Romain Duris spielt diesen Tom ganz hervorragend: charmant, aggressiv, innerlich aufgewühlt, mit hypernervösen Fingern – besessen. Als „angry young man“ beherrscht er seine Szenen und überzeugt als komplexer Charakter zwischen Schlägertyp und Künstler. Aber auch die anderen Schauspieler machen im Rahmen ihrer Möglichkeiten ihre Sache gut und bieten durch ihre zurückhaltende Darstellung Duris genau den Raum, den er braucht, um seine Figur richtig zu entwickeln und dem Zuschauer in ihren Verhaltensweisen plausibel zu machen. Trotzdem ist nicht jede Szene im Film eine eindeutig identifizierbare Station in Toms persönlicher Entwicklung hin zum Pianisten, so dass der Film dem Zuschauer jeden Spaß am Nachdenken und am Interpretieren der verschiedenen Momente nehmen würde. Es bleibt dem Betrachter überlassen, ob er „Der wilde Schlag meines Herzens“ als Entwicklungs- oder Adoleszensfilm, als sich von Klischeefiguren emanzipierendes Gangsterkino oder als Psychogramm eines Künstlers sehen möchte.
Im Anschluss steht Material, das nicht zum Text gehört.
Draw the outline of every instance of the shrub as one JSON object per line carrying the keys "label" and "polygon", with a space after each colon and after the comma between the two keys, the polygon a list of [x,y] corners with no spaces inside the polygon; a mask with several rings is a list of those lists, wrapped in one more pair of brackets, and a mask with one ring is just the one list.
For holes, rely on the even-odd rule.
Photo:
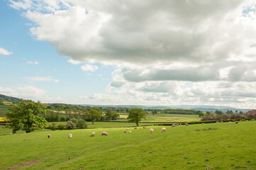
{"label": "shrub", "polygon": [[59,130],[65,130],[65,125],[63,125],[63,124],[60,124],[60,125],[57,125],[57,128]]}
{"label": "shrub", "polygon": [[76,125],[72,121],[67,121],[66,123],[66,128],[67,130],[73,130],[76,128]]}
{"label": "shrub", "polygon": [[80,120],[77,120],[76,126],[77,126],[77,128],[78,129],[86,129],[86,128],[87,128],[87,122],[83,119],[80,119]]}

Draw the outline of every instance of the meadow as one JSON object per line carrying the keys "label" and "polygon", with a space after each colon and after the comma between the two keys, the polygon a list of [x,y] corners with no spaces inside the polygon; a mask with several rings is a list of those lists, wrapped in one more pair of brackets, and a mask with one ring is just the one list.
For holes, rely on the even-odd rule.
{"label": "meadow", "polygon": [[165,132],[151,126],[129,128],[132,133],[119,128],[0,136],[0,169],[256,169],[255,127],[250,121],[166,127]]}

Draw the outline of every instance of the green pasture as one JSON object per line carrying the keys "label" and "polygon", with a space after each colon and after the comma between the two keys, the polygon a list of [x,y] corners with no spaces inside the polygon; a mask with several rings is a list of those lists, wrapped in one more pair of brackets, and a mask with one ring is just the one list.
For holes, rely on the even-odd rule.
{"label": "green pasture", "polygon": [[0,136],[0,169],[256,169],[256,121],[161,128]]}

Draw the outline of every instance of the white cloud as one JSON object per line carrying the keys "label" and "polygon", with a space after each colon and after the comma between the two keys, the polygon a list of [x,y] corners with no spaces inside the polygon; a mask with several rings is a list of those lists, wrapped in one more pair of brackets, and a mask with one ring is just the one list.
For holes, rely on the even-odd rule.
{"label": "white cloud", "polygon": [[28,64],[39,64],[39,62],[28,62]]}
{"label": "white cloud", "polygon": [[0,55],[12,55],[12,54],[13,54],[13,52],[9,52],[6,50],[5,50],[4,48],[0,47]]}
{"label": "white cloud", "polygon": [[98,69],[98,67],[92,64],[85,64],[80,67],[84,72],[95,72]]}
{"label": "white cloud", "polygon": [[69,59],[68,61],[68,62],[71,63],[71,64],[81,64],[82,62],[79,62],[79,61],[77,61],[77,60],[74,60],[72,59]]}

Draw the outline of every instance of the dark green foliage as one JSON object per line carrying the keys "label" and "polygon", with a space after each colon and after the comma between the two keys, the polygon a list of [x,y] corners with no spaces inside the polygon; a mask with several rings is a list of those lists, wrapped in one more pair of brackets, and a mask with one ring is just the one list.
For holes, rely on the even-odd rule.
{"label": "dark green foliage", "polygon": [[58,128],[59,130],[65,130],[65,128],[66,128],[65,125],[62,125],[62,124],[60,124],[60,125],[57,125],[57,128]]}
{"label": "dark green foliage", "polygon": [[47,127],[46,120],[41,114],[47,110],[40,102],[21,101],[17,106],[10,108],[6,112],[7,118],[10,120],[8,127],[13,129],[13,133],[17,130],[25,130],[26,132]]}
{"label": "dark green foliage", "polygon": [[142,118],[146,118],[146,113],[143,112],[142,108],[134,108],[129,110],[129,115],[127,118],[128,122],[136,123],[137,126],[138,126],[138,123]]}
{"label": "dark green foliage", "polygon": [[113,113],[111,108],[106,110],[105,115],[106,120],[115,120],[120,116],[118,113]]}

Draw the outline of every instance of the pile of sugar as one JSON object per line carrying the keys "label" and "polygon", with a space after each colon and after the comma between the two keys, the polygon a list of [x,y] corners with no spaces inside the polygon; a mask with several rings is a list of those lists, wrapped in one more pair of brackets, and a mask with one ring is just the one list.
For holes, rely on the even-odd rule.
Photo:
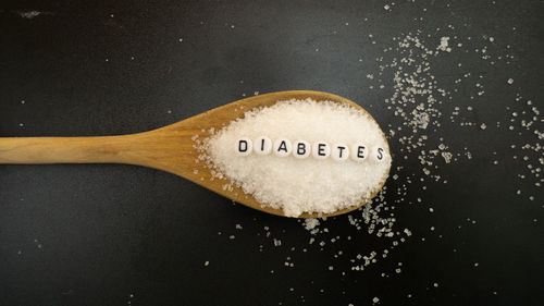
{"label": "pile of sugar", "polygon": [[[240,137],[263,135],[309,143],[362,142],[385,148],[386,155],[382,162],[236,155],[235,144]],[[206,139],[202,150],[217,178],[228,179],[261,204],[283,209],[289,217],[330,213],[366,201],[385,181],[391,167],[385,136],[368,113],[348,105],[312,99],[277,101],[248,111]]]}

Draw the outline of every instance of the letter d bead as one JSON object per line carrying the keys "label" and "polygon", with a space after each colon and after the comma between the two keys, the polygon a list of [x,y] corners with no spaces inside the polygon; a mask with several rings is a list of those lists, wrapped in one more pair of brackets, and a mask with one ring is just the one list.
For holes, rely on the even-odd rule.
{"label": "letter d bead", "polygon": [[234,150],[238,156],[248,156],[251,154],[252,144],[248,137],[242,137],[236,142]]}

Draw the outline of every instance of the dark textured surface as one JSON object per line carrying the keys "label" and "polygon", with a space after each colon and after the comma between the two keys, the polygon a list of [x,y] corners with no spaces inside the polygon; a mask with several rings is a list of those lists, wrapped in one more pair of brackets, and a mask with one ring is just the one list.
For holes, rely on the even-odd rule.
{"label": "dark textured surface", "polygon": [[[400,178],[418,173],[401,199],[386,195],[399,201],[397,230],[415,234],[362,272],[349,259],[391,243],[355,231],[346,216],[327,220],[330,234],[319,240],[341,240],[320,250],[299,221],[233,206],[164,172],[0,166],[0,305],[371,305],[374,296],[380,305],[542,305],[542,189],[516,176],[524,164],[508,151],[534,138],[504,131],[516,96],[542,106],[541,1],[395,1],[391,11],[381,1],[153,2],[1,4],[0,136],[135,133],[243,94],[288,89],[344,96],[396,126],[383,103],[393,75],[381,76],[383,90],[369,88],[366,75],[378,75],[375,59],[393,37],[416,30],[433,48],[457,36],[471,54],[493,36],[496,56],[514,56],[490,65],[456,51],[434,63],[436,77],[450,83],[467,71],[485,75],[481,100],[470,102],[473,87],[459,89],[441,106],[441,122],[454,106],[472,105],[468,120],[500,121],[502,130],[430,131],[474,156],[441,167],[447,184],[418,182],[417,159],[395,159]],[[21,15],[28,11],[41,14]],[[398,140],[391,146],[401,157]],[[390,179],[387,187],[403,183]],[[408,204],[418,197],[424,205]],[[338,250],[346,256],[335,258]],[[284,267],[286,257],[294,268]]]}

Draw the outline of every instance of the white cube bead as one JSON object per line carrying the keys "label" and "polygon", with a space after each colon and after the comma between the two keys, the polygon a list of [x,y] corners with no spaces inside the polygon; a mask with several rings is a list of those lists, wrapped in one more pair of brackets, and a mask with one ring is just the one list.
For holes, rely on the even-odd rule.
{"label": "white cube bead", "polygon": [[379,146],[373,147],[370,152],[370,157],[374,162],[383,162],[386,156],[387,151],[385,151],[385,148]]}
{"label": "white cube bead", "polygon": [[344,161],[349,158],[349,147],[344,144],[336,144],[332,148],[331,156],[334,160]]}
{"label": "white cube bead", "polygon": [[310,156],[311,147],[310,143],[306,140],[295,142],[293,146],[293,156],[296,158],[307,158]]}
{"label": "white cube bead", "polygon": [[316,142],[311,146],[311,156],[316,159],[325,159],[331,156],[331,146],[325,142]]}
{"label": "white cube bead", "polygon": [[273,150],[276,156],[286,157],[292,152],[293,146],[289,139],[279,138],[274,142]]}
{"label": "white cube bead", "polygon": [[358,142],[351,146],[351,154],[349,156],[355,161],[363,161],[367,159],[368,155],[368,147],[363,143]]}
{"label": "white cube bead", "polygon": [[272,140],[265,136],[255,139],[254,151],[258,155],[270,154],[272,151]]}
{"label": "white cube bead", "polygon": [[248,156],[251,154],[251,148],[252,148],[251,139],[247,137],[242,137],[236,142],[234,150],[239,156]]}

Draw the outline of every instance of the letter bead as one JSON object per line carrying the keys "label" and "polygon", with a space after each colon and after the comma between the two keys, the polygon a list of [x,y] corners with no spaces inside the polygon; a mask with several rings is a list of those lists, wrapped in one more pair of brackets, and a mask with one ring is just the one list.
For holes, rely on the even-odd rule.
{"label": "letter bead", "polygon": [[334,145],[331,156],[336,161],[344,161],[349,157],[349,147],[343,144]]}
{"label": "letter bead", "polygon": [[272,140],[264,136],[255,139],[254,151],[258,155],[269,155],[272,151]]}
{"label": "letter bead", "polygon": [[314,159],[325,159],[331,156],[331,146],[325,142],[317,142],[311,146],[311,156]]}
{"label": "letter bead", "polygon": [[279,157],[286,157],[293,150],[289,139],[279,138],[274,142],[274,154]]}
{"label": "letter bead", "polygon": [[296,158],[307,158],[310,156],[310,143],[306,140],[295,142],[295,146],[293,147],[293,156]]}
{"label": "letter bead", "polygon": [[242,137],[236,142],[235,151],[238,156],[248,156],[251,154],[252,144],[247,137]]}
{"label": "letter bead", "polygon": [[384,161],[386,155],[387,155],[387,152],[382,147],[378,147],[376,146],[376,147],[372,148],[371,157],[372,157],[372,161],[374,161],[374,162],[382,162],[382,161]]}
{"label": "letter bead", "polygon": [[351,154],[349,156],[355,161],[363,161],[367,159],[368,154],[368,147],[363,143],[358,142],[351,147]]}

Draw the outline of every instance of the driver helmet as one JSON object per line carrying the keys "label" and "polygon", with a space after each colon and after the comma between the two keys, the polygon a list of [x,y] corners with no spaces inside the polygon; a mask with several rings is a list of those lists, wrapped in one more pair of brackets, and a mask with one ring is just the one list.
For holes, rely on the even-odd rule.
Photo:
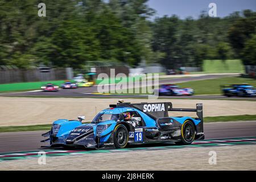
{"label": "driver helmet", "polygon": [[128,120],[131,118],[131,113],[129,112],[123,113],[123,117],[125,118],[125,120]]}

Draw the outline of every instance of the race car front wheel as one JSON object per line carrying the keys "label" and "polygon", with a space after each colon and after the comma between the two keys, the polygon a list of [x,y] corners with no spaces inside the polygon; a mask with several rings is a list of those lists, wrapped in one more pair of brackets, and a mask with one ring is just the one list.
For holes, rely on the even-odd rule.
{"label": "race car front wheel", "polygon": [[177,144],[188,144],[195,139],[195,129],[194,125],[190,120],[186,120],[181,126],[181,140]]}
{"label": "race car front wheel", "polygon": [[117,148],[125,148],[128,143],[128,131],[123,125],[117,125],[114,130],[114,144]]}

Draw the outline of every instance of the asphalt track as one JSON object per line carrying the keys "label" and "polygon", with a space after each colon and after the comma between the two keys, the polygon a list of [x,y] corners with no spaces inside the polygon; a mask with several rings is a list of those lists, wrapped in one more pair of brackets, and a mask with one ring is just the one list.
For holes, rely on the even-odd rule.
{"label": "asphalt track", "polygon": [[[256,121],[205,123],[204,130],[206,139],[256,136]],[[0,152],[40,149],[40,140],[44,139],[41,134],[44,132],[0,133]]]}
{"label": "asphalt track", "polygon": [[[203,80],[212,79],[223,77],[234,76],[230,75],[208,75],[201,76],[183,77],[177,78],[166,78],[159,80],[159,84],[174,84],[183,82],[189,81]],[[152,85],[156,85],[152,83]],[[148,86],[151,85],[147,85]],[[139,86],[140,85],[139,85]],[[110,90],[110,85],[108,85]],[[135,88],[136,86],[134,86]],[[125,89],[125,88],[124,88]],[[79,88],[77,89],[60,89],[57,92],[21,92],[16,93],[2,93],[2,96],[32,96],[32,97],[104,97],[104,98],[148,98],[147,95],[106,95],[106,94],[94,94],[93,92],[97,92],[97,86],[86,88]],[[254,98],[246,97],[230,97],[228,98],[223,96],[159,96],[159,98],[195,98],[195,99],[230,99],[230,100],[256,100]]]}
Ein bisschen schade vielleicht, dass die anderen Darsteller ihre Charaktere in diesem „Duris-zentrischen“ Film nicht ihrem Potenzial entsprechend entfalten können und so am Rande des Gesichtsfeldes des Zuschauers verblühen müssen.
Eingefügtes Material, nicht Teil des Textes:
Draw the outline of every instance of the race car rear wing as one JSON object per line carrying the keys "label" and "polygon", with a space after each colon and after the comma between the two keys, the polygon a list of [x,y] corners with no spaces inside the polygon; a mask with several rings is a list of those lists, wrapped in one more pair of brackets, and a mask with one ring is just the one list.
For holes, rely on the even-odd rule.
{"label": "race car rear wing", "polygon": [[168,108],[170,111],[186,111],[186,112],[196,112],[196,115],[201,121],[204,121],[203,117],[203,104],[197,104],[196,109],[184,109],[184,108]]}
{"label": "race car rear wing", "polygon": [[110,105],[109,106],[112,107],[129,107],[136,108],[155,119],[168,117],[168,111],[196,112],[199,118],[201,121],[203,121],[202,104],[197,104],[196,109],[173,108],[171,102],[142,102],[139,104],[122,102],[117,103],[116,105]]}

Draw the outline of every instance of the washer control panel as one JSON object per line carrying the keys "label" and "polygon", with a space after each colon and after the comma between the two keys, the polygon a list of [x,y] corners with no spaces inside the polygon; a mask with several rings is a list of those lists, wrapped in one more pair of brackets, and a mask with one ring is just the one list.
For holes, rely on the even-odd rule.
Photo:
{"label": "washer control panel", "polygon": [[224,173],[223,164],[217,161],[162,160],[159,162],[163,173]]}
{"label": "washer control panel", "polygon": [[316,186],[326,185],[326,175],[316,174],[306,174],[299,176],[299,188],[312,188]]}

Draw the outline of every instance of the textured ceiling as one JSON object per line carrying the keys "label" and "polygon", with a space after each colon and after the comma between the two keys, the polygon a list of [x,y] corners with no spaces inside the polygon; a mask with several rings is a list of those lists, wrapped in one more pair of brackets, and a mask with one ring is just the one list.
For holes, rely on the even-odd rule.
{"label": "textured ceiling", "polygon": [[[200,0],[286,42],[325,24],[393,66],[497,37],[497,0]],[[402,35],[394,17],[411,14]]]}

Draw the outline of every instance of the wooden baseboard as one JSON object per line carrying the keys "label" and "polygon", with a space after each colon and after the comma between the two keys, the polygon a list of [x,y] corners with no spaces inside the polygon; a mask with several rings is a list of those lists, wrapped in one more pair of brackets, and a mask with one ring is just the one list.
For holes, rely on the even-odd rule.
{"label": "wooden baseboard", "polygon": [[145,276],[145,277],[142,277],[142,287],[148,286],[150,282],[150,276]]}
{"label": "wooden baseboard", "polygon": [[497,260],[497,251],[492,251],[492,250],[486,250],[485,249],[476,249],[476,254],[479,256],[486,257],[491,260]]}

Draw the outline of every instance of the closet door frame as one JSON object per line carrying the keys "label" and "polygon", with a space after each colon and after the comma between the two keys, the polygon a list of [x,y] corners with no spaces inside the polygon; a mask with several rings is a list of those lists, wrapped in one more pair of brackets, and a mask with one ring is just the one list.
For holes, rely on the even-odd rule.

Es ist ja immer so eine Sache mit Remakes. Leicht vergrault man die Fans des Originals, denen es nur schwer recht zu machen ist; ebenso oft fallen Remakes bei den Kritikern durch, weil sie entweder zu nah am Original oder zu weit von ihm entfernt sind. Oder weil es schlichtweg keinen Grund gibt, einen guten Film „noch mal zu machen“. Das alles hat „Der wilde Schlag meines Herzens“ aber kaum zu befürchten. Er besticht durch einen grandiosen Hauptdarsteller, einen guten, teilweise herzschlagähnlichen Soundtrack, interpretiert den Stoff eigenständig und schafft es durch einige Nuancen, der Geschichte ein neues, zeitgemäßes Leben einzuhauchen.